Любарский опять помолчал. Чувствовалось, что его волнует эта живопись. Он развернул другой альбом. Открылась отлично воспроизведенная картина Ван-Гога «Прогулка заключенных». В четырехугольнике тюремного двора шагали друг за другом по кругу на прогулке заключенные.

— А эту вещь можно ли забыть! — воскликнул Любарский.

Сдержанный, суховато-корректный в служебные часы, он в иной обстановке, с людьми своей среды (а такими были для него преимущественно инженеры) любил поговорить и не мог сейчас отказать себе в этом удовольствии. Бережков лишь внимал — излияния главного инженера были для него еще одним знаком признания.

— Вглядитесь в эти тона, — говорил Любарский. — Как в них выражена безнадежность!.. Голубые и сиреневые камни… Вечные сумерки… Здесь никогда не бывает солнца. И никуда не вырвешься из этих стен… Ходи, ходи по кругу… Для чего, зачем? Не ищи ответа… Или, вернее, художник дал ответ: наша жизнь — тюрьма.

Он вздохнул и продолжал:

— Тюрьма… Тяжелая, жуткая бессмыслица. Кто из наших сумел так выразить трагедию существования?

Бережков не прерывал. С нетерпением выжидая момента для разговора о моторе «АДВИ-100», о головках с воздушным охлаждением, внутренне напряженный, как перед броском, он старался быть почтительным, хотя в душе ему казалось немного комичным, что этот удобно развалившийся на диване инженер, по-спортсменски сухощавый, загорелый, небрежно-элегантный, имеющий в своем распоряжении целый завод, устроивший по собственному проекту эту комнату, кабинет-мастерскую, где сконструировал для забавы моторчик-игрушку, — казалось немного комичным, что он сокрушается о том, что «жизнь — тюрьма». Бережков попытался было ради почтительности, ради душевного контакта настроиться на такой же тон, меланхолически вздохнуть, показать и себя тонкой натурой, но ему это решительно не удавалось.

«Какая тюрьма?» — думал он.

Даже эта минута, когда главный инженер, смакуя, не спеша наслаждался раскрытым альбомом и, почти декламируя, толковал картину Ван-Гога, а Бережков с невинным лицом смиренно слушал, — даже эта минута, как ощущал Бережков, была трепетна, необыкновенно интересна.
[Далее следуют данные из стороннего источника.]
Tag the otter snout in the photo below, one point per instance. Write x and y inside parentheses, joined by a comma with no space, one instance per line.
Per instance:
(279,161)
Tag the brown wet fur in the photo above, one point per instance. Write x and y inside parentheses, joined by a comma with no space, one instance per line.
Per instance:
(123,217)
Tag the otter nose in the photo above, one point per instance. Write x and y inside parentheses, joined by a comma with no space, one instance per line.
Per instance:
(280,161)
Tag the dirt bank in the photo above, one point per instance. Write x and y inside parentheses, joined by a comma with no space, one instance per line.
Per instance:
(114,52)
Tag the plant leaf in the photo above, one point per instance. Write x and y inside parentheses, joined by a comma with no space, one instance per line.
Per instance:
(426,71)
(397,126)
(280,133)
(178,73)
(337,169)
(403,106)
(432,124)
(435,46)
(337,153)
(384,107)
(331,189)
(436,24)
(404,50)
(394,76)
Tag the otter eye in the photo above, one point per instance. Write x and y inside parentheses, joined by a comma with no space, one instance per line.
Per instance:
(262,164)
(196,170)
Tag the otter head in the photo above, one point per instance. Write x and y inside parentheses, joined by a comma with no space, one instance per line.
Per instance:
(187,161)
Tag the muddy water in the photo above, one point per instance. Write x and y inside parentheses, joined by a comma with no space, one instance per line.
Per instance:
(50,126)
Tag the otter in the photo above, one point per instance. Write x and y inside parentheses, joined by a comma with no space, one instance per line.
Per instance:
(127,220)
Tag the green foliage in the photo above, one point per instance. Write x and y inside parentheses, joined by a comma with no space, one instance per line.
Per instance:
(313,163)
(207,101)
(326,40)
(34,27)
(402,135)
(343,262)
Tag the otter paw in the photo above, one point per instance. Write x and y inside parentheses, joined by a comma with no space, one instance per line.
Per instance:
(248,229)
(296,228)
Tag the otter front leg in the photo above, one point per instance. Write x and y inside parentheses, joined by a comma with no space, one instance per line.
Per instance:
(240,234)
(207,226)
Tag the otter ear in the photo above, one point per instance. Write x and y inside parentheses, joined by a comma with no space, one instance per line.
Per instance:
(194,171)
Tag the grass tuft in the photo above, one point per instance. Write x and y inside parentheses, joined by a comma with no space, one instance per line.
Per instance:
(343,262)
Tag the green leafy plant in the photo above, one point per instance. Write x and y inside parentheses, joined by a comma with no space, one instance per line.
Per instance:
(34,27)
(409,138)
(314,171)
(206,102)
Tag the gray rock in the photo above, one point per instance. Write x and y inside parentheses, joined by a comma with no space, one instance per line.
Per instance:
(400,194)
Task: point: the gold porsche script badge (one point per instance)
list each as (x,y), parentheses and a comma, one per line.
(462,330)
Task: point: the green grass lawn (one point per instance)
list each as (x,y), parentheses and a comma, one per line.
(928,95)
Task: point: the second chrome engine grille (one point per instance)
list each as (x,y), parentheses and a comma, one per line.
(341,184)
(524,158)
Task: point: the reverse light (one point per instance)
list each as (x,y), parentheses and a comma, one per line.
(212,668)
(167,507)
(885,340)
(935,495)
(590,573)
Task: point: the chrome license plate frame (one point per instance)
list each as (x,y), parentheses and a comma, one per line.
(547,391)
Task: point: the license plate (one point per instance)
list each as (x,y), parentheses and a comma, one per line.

Жизнь — тюрьма. Что за чепуха! А эта борьба за мотор — разве это не настоящая жизнь? Каких же красок, каких страстей тут еще не хватает?!

Вечные сумерки… Откуда ему это взбрело? Бережков посмотрел в окно, в красочный, залитый солнцем мир. Теперь, когда солнце, все еще яркое, горячее, перевалило на вечер, там все стало отчетливее. Уже не сливались в одну блистающую гладь течение Днепра и пески. Вдали небо и земля разделились; само небо было не блеклым, а ярко-голубым; кое-где разбросанные, сияющие белизной облака тоже словно приобрели форму, рельефность. Было видно, как на легком ветру трепетали листья тополя, как играли в зелени тени и свет. Да, вот она, жизнь, ее трепетание.

А Любарский продолжал излияния:

— Ах, какой талант! — восклицал он, рассматривая картину Ван-Гога. Ведь это написано с гравюры Доре. И живет само по себе! Вы, мой дорогой, любите гравюры?

Бережков не затруднился мгновенно полюбить этот вид художества.

— Но в сравнении с вами, — скромно признался он, — я, разумеется, профан.

— Доре! Калло! Великие мастера гравюры! Их надо изучать, им надо поклоняться!

Бережков оживленно закивал:

— Калло — это, Владимир Георгиевич, и мой, как бы сказать, кумир.

— Вот как? — Приятно удивленный, Любарский продолжал: — Какую изумительную легенду мне однажды довелось выслушать о нем!

— Легенду? — переспросил Бережков.

Он чуть не добавил: «От Августа Ивановича?», но вовремя прикусил язык.

— Вы ее не знаете?

Бережков не решился отказать хозяину дома в удовольствии блеснуть поразительным рассказом.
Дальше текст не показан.